More importantly, he agreed to put on his thinking cap and plot out the culinary carnage looming just ahead:
“I foresee the lobster roll [Maine] taking on crab cakes [Maryland] in an epic seafood battle for supremacy of the northeastern portion of the country.”
“It’ll be a barnyard battle between NC BBQ and [Kentucky’s] Fried Chicken.”
“Deep Dish [Illinois] will take on the winner of the no-holds-barred bloodbath that will result from the head-to-head competition of Bacon [Iowa] vs Mac & Cheese [Wisconsin].”
“I predict steak [Montana] to pound the competition like an over-sized meat tenderizer going to town on a veal cutlet.”

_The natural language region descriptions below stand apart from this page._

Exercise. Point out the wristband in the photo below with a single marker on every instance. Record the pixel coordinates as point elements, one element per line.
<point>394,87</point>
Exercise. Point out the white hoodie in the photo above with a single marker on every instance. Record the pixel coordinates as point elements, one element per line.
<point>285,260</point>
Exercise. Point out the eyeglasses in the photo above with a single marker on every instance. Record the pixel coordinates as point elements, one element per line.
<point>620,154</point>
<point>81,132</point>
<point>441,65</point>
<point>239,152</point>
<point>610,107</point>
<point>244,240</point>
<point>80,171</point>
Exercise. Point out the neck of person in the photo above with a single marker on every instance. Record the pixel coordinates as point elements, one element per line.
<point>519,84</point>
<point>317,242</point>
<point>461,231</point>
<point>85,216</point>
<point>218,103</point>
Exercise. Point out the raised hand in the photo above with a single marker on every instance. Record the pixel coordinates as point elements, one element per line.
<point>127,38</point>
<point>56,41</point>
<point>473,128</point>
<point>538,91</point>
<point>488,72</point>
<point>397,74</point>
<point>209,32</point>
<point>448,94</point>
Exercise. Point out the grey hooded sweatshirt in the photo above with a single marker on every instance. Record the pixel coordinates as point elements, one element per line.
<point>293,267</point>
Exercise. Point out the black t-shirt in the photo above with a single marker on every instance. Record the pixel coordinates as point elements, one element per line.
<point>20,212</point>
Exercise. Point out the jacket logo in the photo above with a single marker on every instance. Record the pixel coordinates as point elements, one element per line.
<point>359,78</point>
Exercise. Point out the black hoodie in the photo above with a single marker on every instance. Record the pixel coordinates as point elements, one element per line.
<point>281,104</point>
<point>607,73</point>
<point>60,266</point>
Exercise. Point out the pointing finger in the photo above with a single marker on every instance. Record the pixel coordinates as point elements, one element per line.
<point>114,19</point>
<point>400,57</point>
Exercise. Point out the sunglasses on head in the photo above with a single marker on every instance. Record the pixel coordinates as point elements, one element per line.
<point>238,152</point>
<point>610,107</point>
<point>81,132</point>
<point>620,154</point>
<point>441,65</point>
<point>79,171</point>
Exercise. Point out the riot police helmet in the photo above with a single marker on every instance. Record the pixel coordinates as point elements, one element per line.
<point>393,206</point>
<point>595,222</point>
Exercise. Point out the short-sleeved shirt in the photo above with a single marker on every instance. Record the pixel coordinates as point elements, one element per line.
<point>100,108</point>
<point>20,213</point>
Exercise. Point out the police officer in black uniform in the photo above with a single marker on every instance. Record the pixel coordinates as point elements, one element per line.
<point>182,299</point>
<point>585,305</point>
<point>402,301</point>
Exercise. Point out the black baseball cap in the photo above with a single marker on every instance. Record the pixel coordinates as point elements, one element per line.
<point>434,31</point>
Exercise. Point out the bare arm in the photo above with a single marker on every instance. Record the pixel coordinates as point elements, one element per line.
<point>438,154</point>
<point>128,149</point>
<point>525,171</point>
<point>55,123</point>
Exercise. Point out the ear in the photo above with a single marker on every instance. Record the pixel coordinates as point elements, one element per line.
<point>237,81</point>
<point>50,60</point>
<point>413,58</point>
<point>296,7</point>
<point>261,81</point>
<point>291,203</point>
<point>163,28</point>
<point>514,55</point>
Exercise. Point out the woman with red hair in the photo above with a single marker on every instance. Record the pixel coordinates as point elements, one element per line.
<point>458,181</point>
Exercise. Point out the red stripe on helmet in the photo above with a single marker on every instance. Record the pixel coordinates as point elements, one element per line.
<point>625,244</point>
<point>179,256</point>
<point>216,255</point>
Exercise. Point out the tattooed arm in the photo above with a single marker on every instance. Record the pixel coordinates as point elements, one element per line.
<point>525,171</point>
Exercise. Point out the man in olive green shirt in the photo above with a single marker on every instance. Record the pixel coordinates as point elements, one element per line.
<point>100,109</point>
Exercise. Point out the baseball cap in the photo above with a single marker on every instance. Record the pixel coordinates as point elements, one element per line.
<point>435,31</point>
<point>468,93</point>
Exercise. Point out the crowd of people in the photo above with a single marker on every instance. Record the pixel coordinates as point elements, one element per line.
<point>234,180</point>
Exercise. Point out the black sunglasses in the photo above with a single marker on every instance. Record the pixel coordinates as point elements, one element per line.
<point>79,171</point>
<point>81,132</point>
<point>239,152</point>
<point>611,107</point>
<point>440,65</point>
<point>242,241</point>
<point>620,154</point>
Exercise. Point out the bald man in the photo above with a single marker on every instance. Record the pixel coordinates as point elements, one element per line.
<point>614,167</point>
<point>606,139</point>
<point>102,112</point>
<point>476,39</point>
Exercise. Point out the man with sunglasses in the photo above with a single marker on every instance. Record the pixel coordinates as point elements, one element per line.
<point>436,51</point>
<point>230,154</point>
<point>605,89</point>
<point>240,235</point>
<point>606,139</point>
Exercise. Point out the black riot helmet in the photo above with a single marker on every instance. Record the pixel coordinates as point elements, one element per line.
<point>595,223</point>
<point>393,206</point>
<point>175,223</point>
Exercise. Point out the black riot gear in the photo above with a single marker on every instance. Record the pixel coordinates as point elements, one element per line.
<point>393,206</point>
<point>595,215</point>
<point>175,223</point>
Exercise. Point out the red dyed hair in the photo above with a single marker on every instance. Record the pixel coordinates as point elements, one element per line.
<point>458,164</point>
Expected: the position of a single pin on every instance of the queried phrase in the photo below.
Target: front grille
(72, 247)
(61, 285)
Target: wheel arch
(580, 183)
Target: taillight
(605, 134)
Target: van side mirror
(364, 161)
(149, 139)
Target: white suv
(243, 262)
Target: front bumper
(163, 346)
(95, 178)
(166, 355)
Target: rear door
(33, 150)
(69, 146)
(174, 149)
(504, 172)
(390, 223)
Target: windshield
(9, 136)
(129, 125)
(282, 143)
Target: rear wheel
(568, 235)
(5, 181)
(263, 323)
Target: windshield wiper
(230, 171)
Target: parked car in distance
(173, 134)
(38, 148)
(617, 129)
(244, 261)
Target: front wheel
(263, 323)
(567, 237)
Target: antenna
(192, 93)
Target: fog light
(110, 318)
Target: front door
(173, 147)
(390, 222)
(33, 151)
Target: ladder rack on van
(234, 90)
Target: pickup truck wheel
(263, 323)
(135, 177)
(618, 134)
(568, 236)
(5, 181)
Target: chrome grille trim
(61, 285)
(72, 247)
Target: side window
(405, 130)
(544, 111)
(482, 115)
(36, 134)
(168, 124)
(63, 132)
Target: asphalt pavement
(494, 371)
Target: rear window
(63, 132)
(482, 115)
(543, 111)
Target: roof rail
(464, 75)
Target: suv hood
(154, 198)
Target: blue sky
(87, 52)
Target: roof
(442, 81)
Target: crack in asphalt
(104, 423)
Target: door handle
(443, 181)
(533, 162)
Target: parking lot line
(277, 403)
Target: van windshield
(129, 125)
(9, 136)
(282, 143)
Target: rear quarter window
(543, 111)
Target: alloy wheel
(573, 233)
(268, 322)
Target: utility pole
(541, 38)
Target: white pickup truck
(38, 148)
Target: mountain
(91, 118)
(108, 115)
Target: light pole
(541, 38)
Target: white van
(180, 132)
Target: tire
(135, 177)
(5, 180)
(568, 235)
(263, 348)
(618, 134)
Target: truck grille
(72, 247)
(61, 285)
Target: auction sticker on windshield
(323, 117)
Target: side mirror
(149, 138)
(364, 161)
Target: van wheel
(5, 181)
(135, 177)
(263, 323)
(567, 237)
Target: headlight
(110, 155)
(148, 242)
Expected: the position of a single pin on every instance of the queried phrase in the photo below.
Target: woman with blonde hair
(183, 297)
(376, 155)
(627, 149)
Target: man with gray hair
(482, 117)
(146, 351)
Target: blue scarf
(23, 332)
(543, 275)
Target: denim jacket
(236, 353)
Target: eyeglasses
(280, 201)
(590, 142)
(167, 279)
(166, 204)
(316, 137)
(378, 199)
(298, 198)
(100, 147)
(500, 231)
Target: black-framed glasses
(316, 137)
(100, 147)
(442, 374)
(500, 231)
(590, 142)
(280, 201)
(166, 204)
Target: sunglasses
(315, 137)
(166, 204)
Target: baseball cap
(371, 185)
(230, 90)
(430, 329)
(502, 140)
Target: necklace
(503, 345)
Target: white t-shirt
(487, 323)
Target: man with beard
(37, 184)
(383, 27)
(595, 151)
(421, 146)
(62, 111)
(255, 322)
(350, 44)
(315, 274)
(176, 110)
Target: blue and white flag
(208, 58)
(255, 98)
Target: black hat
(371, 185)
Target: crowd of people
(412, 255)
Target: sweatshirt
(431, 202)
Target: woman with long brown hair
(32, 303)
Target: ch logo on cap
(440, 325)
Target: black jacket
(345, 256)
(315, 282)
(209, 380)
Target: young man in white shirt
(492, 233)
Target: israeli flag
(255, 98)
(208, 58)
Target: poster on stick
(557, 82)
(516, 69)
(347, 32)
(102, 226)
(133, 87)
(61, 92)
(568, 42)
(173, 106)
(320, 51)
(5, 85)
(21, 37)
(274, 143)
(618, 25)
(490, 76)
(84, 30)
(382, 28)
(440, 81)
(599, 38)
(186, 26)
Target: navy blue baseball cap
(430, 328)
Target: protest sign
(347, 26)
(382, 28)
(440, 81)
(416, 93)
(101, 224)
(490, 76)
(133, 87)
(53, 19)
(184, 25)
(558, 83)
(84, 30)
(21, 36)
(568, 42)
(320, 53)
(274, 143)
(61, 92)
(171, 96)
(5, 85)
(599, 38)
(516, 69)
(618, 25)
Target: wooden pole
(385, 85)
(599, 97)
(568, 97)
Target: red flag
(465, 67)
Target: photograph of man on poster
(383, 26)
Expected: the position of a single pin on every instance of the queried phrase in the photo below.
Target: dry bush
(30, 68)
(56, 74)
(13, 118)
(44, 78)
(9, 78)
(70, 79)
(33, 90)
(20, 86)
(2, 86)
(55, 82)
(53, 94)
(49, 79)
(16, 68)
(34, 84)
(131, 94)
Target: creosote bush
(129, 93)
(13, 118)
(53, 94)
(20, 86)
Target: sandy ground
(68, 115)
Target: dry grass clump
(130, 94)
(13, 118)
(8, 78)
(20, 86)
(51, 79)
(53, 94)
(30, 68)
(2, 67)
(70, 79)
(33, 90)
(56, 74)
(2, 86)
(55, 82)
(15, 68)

His prognostications fly directly in the face of recent history; although crab cakes did make it into the elite eight in the 2013 showdown, the crustacean-based creation just barely crept into the final round. Bacon had a solid showing last year — but it shared the stage with Italian beef sandwiches rather than dairy-covered semolina or two-fingers-thick pies.
Meanwhile, Abernethy made his case for widening the scope a bit.
“WV should have totally been allowed to submit Tudor’s as a contender,” he suggested.
The hometown breakfast haven cobbles together nearly two-dozen specialty sandwiches — including one cleverly branded biscuit that’s absolutely “full of it”:
Confidence is high they’d make a killing up here on Capitol Hill.